The Affordable Care Act has changed the game for healthcare organizations and, in the process, created a new dynamic for marketing professionals and administrators. This is not dissimilar from what the financial services industry experienced 35 years ago with the introduction of the 401k. Both events are seen as democratizing their respective industries and giving individual consumers greater control over very personal decisions impacting their life and livelihood long into the future.
The 401k was not intended to replace defined benefit plans and become the de facto retirement program in corporate America. Leveraging a relatively obscure paragraph in the Revenue Act of 1978, benefit consultant Ted Benna crafted a program where employees could get a tax break for deferring a portion of their salary for retirement. He suggested his clients incentivize participation by matching a portion of the deferral. The concept was simple: get paid more and get a tax break if you set some of your paycheck aside for retirement.
In the early ’80s, the 401k took off. First, with large companies who used it as an alternative to costly DB plans. And eventually with smaller companies who weren’t able to offer employees a retirement benefit until the 401k came along.

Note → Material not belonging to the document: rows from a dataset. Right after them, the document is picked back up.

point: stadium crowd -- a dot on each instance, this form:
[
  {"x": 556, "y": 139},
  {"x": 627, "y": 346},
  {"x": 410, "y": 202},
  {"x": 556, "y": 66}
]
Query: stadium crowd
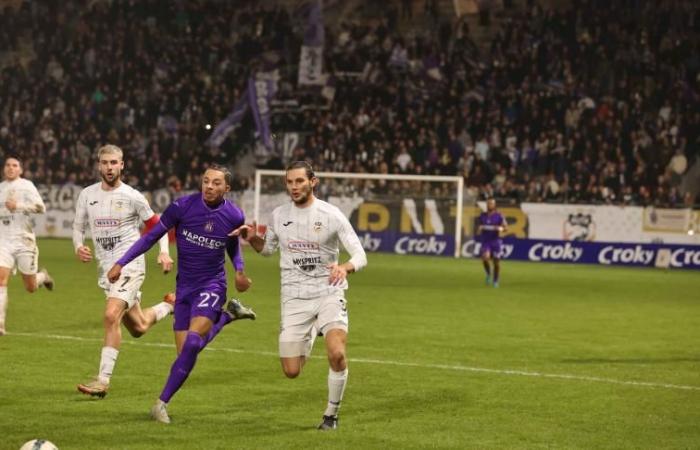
[{"x": 598, "y": 102}]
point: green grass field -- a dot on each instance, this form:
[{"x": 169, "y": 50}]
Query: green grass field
[{"x": 561, "y": 356}]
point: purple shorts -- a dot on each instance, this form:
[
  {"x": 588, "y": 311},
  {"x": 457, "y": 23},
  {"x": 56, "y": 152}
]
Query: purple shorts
[
  {"x": 492, "y": 246},
  {"x": 205, "y": 303}
]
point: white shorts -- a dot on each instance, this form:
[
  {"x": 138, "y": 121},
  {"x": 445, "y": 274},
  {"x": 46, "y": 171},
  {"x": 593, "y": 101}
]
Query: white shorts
[
  {"x": 22, "y": 254},
  {"x": 299, "y": 316},
  {"x": 127, "y": 287}
]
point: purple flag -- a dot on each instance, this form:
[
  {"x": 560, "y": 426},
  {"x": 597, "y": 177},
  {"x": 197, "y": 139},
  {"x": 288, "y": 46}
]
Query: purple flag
[
  {"x": 311, "y": 57},
  {"x": 262, "y": 87},
  {"x": 224, "y": 128}
]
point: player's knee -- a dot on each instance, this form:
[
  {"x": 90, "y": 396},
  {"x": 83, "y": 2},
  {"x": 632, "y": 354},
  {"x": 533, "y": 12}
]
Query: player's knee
[
  {"x": 112, "y": 318},
  {"x": 291, "y": 372},
  {"x": 336, "y": 358},
  {"x": 137, "y": 330}
]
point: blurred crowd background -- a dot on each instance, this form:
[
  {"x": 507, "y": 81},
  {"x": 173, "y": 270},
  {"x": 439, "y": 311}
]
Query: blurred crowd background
[{"x": 573, "y": 101}]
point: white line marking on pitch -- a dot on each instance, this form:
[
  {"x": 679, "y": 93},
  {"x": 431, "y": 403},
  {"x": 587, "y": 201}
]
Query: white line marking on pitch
[{"x": 396, "y": 363}]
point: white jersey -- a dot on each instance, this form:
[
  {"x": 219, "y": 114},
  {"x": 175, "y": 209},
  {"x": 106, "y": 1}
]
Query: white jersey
[
  {"x": 15, "y": 225},
  {"x": 114, "y": 218},
  {"x": 308, "y": 239}
]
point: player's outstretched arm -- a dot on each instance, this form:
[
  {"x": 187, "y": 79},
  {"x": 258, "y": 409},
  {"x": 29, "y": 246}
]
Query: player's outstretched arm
[
  {"x": 114, "y": 273},
  {"x": 243, "y": 283},
  {"x": 249, "y": 233},
  {"x": 141, "y": 246},
  {"x": 165, "y": 261}
]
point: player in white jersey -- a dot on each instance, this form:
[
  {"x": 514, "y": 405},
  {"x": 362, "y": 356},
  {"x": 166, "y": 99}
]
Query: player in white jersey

Thirty-five years later, the jury is still out on the impact of the 401k. Many experts, including Benna himself, feel the 401k has become complex, leaving many people too intimidated to participate; and those who do have so much freedom and choice, they often make poor investment decisions.

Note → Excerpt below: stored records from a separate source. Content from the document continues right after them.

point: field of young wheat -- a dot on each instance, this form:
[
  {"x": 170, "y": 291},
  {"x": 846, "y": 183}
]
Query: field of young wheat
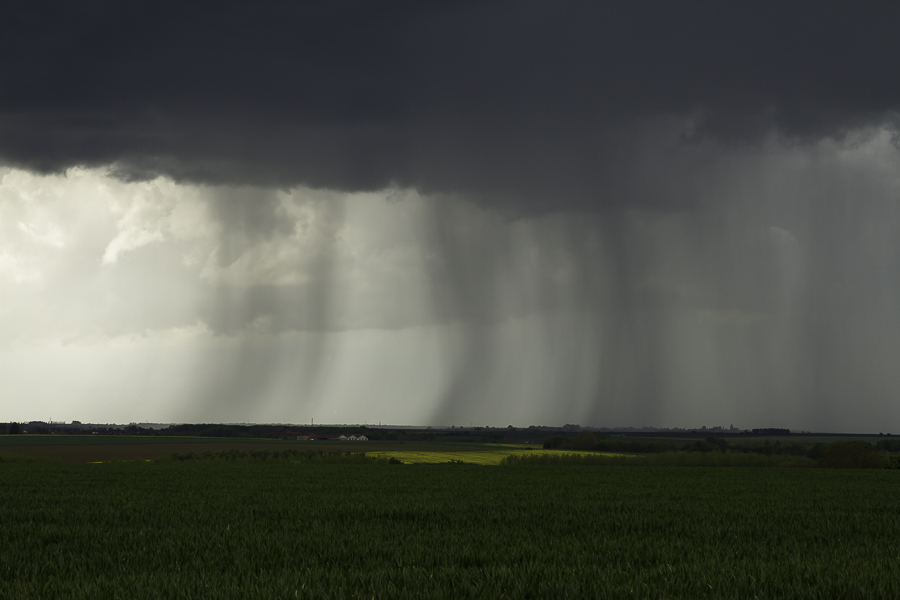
[{"x": 218, "y": 529}]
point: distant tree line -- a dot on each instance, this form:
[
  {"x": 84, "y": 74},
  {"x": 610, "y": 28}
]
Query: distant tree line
[{"x": 837, "y": 454}]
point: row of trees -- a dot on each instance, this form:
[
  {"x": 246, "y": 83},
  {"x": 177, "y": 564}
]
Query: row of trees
[{"x": 837, "y": 454}]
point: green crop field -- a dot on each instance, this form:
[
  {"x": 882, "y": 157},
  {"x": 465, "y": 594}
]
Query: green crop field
[{"x": 302, "y": 530}]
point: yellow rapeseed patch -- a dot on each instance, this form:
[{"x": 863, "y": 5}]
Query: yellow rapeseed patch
[{"x": 478, "y": 457}]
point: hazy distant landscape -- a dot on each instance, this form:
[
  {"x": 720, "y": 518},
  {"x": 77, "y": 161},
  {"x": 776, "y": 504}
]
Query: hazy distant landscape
[
  {"x": 444, "y": 514},
  {"x": 487, "y": 300}
]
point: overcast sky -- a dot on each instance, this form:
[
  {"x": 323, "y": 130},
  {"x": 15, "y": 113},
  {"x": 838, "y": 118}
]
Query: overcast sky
[{"x": 461, "y": 213}]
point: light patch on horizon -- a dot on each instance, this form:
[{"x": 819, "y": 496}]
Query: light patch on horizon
[{"x": 774, "y": 298}]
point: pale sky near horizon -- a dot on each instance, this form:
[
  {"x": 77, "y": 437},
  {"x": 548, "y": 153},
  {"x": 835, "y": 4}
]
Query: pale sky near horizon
[{"x": 456, "y": 213}]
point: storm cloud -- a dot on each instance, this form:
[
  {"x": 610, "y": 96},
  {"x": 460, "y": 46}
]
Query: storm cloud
[{"x": 534, "y": 106}]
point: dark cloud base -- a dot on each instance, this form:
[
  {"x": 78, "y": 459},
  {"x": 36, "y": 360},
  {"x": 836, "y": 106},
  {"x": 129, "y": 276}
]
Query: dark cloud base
[{"x": 523, "y": 104}]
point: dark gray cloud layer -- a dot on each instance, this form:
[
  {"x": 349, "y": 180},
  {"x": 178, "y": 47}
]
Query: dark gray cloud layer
[{"x": 535, "y": 101}]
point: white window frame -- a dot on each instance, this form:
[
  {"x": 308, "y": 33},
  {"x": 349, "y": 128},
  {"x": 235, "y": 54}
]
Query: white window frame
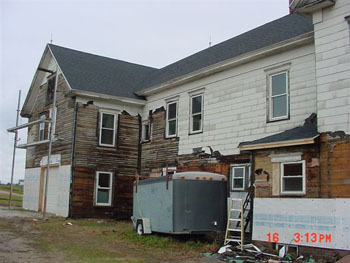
[
  {"x": 144, "y": 139},
  {"x": 53, "y": 121},
  {"x": 114, "y": 128},
  {"x": 246, "y": 173},
  {"x": 271, "y": 118},
  {"x": 42, "y": 128},
  {"x": 303, "y": 176},
  {"x": 110, "y": 188},
  {"x": 167, "y": 135},
  {"x": 195, "y": 114}
]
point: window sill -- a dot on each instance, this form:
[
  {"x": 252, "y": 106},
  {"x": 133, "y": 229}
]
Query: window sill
[
  {"x": 196, "y": 132},
  {"x": 276, "y": 120},
  {"x": 106, "y": 148},
  {"x": 292, "y": 194},
  {"x": 103, "y": 205}
]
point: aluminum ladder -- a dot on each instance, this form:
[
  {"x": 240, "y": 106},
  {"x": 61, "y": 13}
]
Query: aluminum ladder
[{"x": 238, "y": 219}]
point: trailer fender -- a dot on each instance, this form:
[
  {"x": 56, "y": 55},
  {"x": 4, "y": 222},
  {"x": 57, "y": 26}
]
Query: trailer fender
[{"x": 143, "y": 226}]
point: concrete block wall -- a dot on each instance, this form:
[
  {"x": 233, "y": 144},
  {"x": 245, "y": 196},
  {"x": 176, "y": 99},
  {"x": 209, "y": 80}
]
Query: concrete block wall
[
  {"x": 332, "y": 49},
  {"x": 58, "y": 190},
  {"x": 235, "y": 104}
]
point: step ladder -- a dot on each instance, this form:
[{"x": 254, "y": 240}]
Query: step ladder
[{"x": 239, "y": 215}]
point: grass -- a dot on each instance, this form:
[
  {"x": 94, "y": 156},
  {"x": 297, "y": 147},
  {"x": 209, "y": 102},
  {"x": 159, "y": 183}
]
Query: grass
[
  {"x": 91, "y": 240},
  {"x": 16, "y": 200},
  {"x": 18, "y": 189}
]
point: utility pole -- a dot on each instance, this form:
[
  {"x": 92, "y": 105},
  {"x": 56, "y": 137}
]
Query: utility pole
[{"x": 14, "y": 149}]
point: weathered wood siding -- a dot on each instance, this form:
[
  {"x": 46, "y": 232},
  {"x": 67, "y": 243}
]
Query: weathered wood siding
[
  {"x": 335, "y": 165},
  {"x": 89, "y": 157},
  {"x": 159, "y": 151},
  {"x": 64, "y": 126}
]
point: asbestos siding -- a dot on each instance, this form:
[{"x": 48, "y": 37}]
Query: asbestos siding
[
  {"x": 235, "y": 106},
  {"x": 332, "y": 48}
]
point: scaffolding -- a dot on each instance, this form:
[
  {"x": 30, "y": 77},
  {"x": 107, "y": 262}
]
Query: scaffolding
[{"x": 49, "y": 141}]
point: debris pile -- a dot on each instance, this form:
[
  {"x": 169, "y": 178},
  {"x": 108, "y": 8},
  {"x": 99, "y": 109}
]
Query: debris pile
[{"x": 253, "y": 254}]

So what has the history of the 401k taught us, and how can it be applied to these early years of the ACA?
Simplicity Translates into Action The 401k was originally intended to only offer two investment choices, a guaranteed fund and an equity fund. As sophisticated investors pushed for more options, the general population was overwhelmed and negatively impacted.

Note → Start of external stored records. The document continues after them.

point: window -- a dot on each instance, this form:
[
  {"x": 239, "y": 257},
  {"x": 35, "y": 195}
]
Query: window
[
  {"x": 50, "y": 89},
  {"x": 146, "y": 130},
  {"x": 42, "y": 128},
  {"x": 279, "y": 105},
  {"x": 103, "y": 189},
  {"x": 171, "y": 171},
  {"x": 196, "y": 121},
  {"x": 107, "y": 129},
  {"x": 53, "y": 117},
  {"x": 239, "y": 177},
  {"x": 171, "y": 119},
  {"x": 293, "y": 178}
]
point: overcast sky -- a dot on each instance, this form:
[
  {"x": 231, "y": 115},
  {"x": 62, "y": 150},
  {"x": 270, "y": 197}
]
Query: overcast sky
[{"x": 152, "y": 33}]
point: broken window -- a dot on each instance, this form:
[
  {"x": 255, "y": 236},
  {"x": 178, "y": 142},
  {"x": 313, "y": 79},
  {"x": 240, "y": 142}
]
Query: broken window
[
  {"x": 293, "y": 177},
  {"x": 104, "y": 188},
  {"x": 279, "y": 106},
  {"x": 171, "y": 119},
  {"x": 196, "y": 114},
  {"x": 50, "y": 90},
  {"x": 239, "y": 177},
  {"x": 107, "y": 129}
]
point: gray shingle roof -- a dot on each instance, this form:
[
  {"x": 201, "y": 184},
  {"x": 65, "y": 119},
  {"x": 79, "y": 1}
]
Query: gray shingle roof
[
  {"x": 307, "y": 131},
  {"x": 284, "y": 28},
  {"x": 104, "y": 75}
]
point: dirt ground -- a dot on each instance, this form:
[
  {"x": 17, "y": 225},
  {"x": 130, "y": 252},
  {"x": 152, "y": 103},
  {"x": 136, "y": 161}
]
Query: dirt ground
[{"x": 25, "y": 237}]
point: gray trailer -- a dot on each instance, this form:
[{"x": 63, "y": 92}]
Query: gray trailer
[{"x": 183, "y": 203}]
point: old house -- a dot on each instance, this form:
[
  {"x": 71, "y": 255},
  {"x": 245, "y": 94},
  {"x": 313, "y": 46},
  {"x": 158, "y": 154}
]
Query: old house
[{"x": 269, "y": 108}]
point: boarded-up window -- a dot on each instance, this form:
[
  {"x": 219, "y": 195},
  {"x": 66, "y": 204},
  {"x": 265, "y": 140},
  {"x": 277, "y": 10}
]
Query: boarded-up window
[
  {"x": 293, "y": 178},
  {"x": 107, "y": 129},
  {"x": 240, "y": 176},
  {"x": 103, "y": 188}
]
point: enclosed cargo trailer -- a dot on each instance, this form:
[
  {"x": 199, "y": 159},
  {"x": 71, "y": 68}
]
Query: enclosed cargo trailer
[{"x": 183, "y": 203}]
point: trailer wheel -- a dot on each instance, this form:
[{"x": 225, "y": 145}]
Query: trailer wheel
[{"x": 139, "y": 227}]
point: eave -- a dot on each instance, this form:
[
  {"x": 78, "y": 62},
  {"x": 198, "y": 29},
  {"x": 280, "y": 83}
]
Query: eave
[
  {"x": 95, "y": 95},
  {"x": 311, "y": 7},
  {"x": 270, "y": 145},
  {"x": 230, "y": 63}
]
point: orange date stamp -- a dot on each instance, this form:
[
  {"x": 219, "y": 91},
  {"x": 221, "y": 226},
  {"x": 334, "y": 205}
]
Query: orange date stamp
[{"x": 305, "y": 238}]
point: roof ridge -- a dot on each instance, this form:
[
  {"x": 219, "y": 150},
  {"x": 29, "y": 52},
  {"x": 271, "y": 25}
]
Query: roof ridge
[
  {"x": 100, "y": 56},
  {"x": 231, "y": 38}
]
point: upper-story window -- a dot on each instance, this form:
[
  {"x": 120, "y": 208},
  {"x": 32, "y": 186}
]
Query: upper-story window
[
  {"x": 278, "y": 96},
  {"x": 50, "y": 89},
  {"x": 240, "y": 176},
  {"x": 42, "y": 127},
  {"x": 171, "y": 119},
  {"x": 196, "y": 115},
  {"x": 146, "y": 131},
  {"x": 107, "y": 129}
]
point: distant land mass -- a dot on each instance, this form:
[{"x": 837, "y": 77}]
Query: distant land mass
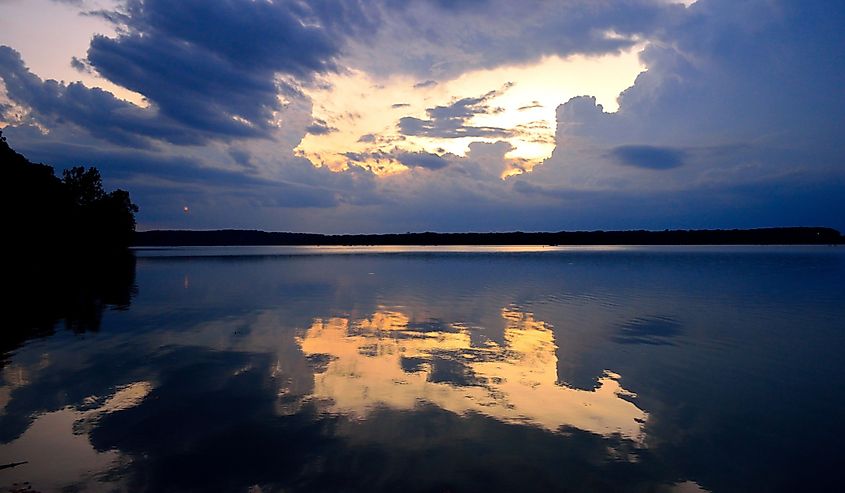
[{"x": 761, "y": 236}]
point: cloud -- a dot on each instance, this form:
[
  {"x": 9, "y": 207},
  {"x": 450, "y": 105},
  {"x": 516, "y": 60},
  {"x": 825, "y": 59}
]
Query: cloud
[
  {"x": 648, "y": 157},
  {"x": 425, "y": 83},
  {"x": 53, "y": 103},
  {"x": 440, "y": 39},
  {"x": 320, "y": 127},
  {"x": 425, "y": 160},
  {"x": 449, "y": 122}
]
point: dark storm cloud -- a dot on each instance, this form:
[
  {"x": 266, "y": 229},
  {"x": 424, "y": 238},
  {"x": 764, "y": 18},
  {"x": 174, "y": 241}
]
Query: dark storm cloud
[
  {"x": 648, "y": 157},
  {"x": 442, "y": 39},
  {"x": 96, "y": 110},
  {"x": 211, "y": 65},
  {"x": 449, "y": 122},
  {"x": 210, "y": 70}
]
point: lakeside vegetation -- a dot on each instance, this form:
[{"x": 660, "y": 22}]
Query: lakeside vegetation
[
  {"x": 71, "y": 213},
  {"x": 762, "y": 236}
]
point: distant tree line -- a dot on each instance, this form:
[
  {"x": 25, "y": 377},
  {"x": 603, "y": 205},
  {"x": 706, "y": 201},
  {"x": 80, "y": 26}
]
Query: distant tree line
[
  {"x": 762, "y": 236},
  {"x": 68, "y": 213}
]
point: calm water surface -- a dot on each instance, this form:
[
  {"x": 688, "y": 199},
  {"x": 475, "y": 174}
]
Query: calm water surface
[{"x": 647, "y": 369}]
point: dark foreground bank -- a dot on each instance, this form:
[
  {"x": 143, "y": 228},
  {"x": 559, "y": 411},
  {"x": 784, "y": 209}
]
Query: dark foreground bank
[{"x": 762, "y": 236}]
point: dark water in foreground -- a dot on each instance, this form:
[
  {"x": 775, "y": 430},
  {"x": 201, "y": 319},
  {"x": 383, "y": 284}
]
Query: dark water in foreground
[{"x": 652, "y": 369}]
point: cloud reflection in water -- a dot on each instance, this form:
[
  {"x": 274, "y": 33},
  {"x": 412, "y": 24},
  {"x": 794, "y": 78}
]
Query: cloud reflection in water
[{"x": 513, "y": 382}]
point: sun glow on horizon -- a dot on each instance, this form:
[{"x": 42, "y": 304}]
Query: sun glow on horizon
[{"x": 362, "y": 114}]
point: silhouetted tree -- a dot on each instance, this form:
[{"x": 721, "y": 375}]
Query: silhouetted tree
[{"x": 74, "y": 212}]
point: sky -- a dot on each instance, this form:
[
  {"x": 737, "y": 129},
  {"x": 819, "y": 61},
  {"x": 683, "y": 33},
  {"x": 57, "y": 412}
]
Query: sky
[{"x": 345, "y": 116}]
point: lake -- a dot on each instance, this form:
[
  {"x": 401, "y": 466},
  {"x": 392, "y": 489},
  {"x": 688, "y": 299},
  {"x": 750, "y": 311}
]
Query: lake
[{"x": 643, "y": 369}]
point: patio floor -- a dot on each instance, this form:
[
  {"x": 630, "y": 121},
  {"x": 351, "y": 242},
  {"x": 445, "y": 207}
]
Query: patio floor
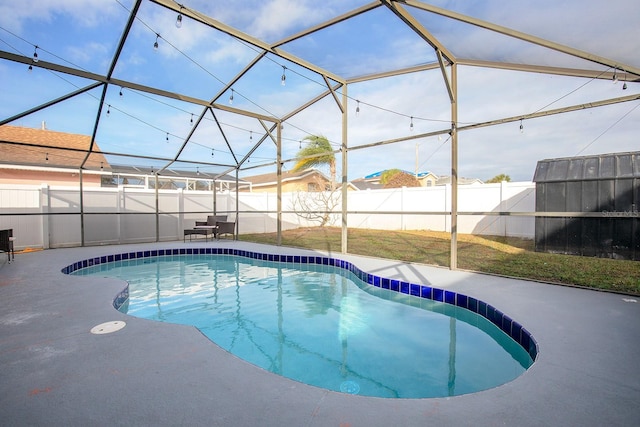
[{"x": 53, "y": 371}]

The healthcare ecosystem is complex and confusing. With varying levels of decision-making experience across the general population, segmentation can be used to group and target consumers based on their information needs. Communications can then be tailored so those who are best served with only basic information are not intimidated or overwhelmed by the complexity and detail others are seeking.
Education Alone Doesn’t Work Despite the hundreds of millions of dollars employers and investment companies spend on educational 401k materials, it doesn’t stop participants from making costly, sometimes catastrophic decisions.
Many people are unqualified to make the healthcare-related decisions being asked of them, particularly those with HSAs and other high deductible plans who may have never shopped for healthcare services before. Education alone isn’t enough. Tools and engagement programs are needed to guide consumers through the process, thereby helping them make smart decisions and increase the likelihood of positive outcomes.
Brand Influences Choice According to a recent study by Cogent Research, the best-known and most-popular 401k providers like Fidelity, Vanguard, and Schwab are not rated highest for service and support by plan sponsors, but their brand recognition and brand preference remains at the top of the charts.
In the absence of complete information, and the inability to access more information in real time, consumers rely on brand reputation when making important decisions. This is particularly relevant when those decisions are involving something as critical as their health. Invest in keeping your brand top of mind with consumers so they always think of you first.
As healthcare marketers, we are challenged with complex issues and play vital roles in the lives of millions. We help people make some of the most important decisions in their lives. Consumers need communications that are informative, clear, credible and human, not glib or flashy, to help them achieve better outcomes at work and in life. This is how we can ensure that the same questions being asked of the 401k today aren’t asked of the ACA in the future.